The annual increase in what consumers pay for municipal services – which is being implemented in most municipalities this month – is bigger than usual, and is likely to reinforce a long-term trend towards smaller, greener and smarter homes.
“The main element in the overall hike in municipal charges is of course be the huge jump in electricity tariffs this year, in line with an agreement between Eskom and the National Energy Regulator. This is as much as 15% in many areas and will no doubt prompt an instant increase in demand among existing homeowners for solar geysers, heat pumps, solar (photo-voltaic) panels, and other energy-saving equipment.
“In fact, the installation of such equipment is already one of the most popular types of home improvement, and the trend is being fuelled by the fact that certain banks and finance companies are already offering specific “green” loans to finance these upgrades – or to purchase a “green certified” new home.”

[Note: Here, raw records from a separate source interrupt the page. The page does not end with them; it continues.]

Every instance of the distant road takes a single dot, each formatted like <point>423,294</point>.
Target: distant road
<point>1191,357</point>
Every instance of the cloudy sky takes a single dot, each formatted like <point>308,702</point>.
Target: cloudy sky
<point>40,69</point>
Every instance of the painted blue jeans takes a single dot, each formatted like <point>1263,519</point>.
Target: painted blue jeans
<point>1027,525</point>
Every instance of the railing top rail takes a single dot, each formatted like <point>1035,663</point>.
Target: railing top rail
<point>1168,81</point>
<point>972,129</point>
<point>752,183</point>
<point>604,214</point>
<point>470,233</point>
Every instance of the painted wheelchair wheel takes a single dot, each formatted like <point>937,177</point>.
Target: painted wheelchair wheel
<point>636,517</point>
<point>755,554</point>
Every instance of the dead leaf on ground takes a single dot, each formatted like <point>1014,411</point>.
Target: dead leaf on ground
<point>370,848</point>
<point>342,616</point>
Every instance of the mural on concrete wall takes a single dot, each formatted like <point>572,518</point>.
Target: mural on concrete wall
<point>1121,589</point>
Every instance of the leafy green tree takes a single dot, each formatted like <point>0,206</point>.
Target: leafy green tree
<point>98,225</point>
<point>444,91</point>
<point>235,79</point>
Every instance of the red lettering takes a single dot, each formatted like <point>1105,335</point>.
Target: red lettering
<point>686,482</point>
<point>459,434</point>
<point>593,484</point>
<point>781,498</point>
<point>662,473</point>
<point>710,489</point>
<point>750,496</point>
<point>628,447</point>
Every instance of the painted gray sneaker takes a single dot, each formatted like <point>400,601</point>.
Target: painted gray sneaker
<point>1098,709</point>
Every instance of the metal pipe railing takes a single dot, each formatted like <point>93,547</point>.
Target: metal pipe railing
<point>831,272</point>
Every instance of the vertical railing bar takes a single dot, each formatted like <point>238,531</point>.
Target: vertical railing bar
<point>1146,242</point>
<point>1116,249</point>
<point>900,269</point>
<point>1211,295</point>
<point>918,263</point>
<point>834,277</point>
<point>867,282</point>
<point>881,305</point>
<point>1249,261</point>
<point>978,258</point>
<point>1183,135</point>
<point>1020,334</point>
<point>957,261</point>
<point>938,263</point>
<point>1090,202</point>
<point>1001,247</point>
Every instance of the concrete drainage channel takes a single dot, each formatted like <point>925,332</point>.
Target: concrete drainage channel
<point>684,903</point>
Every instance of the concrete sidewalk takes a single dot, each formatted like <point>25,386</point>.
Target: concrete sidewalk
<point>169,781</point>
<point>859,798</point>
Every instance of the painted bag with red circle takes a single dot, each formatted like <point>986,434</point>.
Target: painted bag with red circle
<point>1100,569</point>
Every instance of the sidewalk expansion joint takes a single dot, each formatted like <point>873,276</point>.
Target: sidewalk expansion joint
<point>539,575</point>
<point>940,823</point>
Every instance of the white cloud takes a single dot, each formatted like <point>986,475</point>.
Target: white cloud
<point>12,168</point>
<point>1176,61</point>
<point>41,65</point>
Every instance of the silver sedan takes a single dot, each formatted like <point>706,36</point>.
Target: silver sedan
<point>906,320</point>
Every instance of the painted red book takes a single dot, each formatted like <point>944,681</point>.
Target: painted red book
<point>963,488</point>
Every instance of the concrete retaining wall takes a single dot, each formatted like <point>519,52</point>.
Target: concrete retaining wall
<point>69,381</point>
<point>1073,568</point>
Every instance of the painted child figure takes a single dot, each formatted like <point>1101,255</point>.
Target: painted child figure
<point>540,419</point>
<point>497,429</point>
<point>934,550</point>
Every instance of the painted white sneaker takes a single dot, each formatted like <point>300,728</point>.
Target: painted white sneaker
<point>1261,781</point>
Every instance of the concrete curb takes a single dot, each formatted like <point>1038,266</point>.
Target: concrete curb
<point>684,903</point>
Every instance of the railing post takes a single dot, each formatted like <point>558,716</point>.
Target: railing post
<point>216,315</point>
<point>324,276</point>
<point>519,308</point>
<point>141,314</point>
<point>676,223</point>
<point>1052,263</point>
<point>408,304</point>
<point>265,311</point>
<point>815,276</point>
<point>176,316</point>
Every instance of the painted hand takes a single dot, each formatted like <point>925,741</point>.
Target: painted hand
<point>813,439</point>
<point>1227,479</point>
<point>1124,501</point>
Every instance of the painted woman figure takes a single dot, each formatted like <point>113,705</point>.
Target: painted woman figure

However, the continuous increases in municipal tariffs are by no means the only factor that has been driving a growing demand for smaller homes for several years now.
“We have heard a lot in recent months about home buyers moving from small apartments or townhouses to bigger properties with more space, proper home offices, and gardens in response to the Covid-19 lockdowns, but the fact is that most of these buyers are still only buying as much home as they and their family need.
“They don’t want to have spare bedrooms and dining rooms that are unused most of the time, for example, or cavernous living areas that are hard to heat in winter, and this is in line with the trend towards smaller homes for at least the past 10 years. Buyers are increasingly aware that choosing the size of home they actually need means reduced costs across the board – and that buying a smaller home is not only the ‘green’ thing to do but can make a sought-after area much more affordable.
“A smaller home will of course mean lower energy and water costs, but will also attract lower property taxes, even in an upmarket area. It will also cost less to maintain and insure. And these savings will come on top of a lower purchase price and thus lower monthly bond repayments.”
And in spite of the current low-interest rates, Everitt says, affordability does remain a serious concern for most buyers in SA because they are still labouring under relatively heavy debt loads - and worried about ever-rising taxes and food, fuel and utility costs.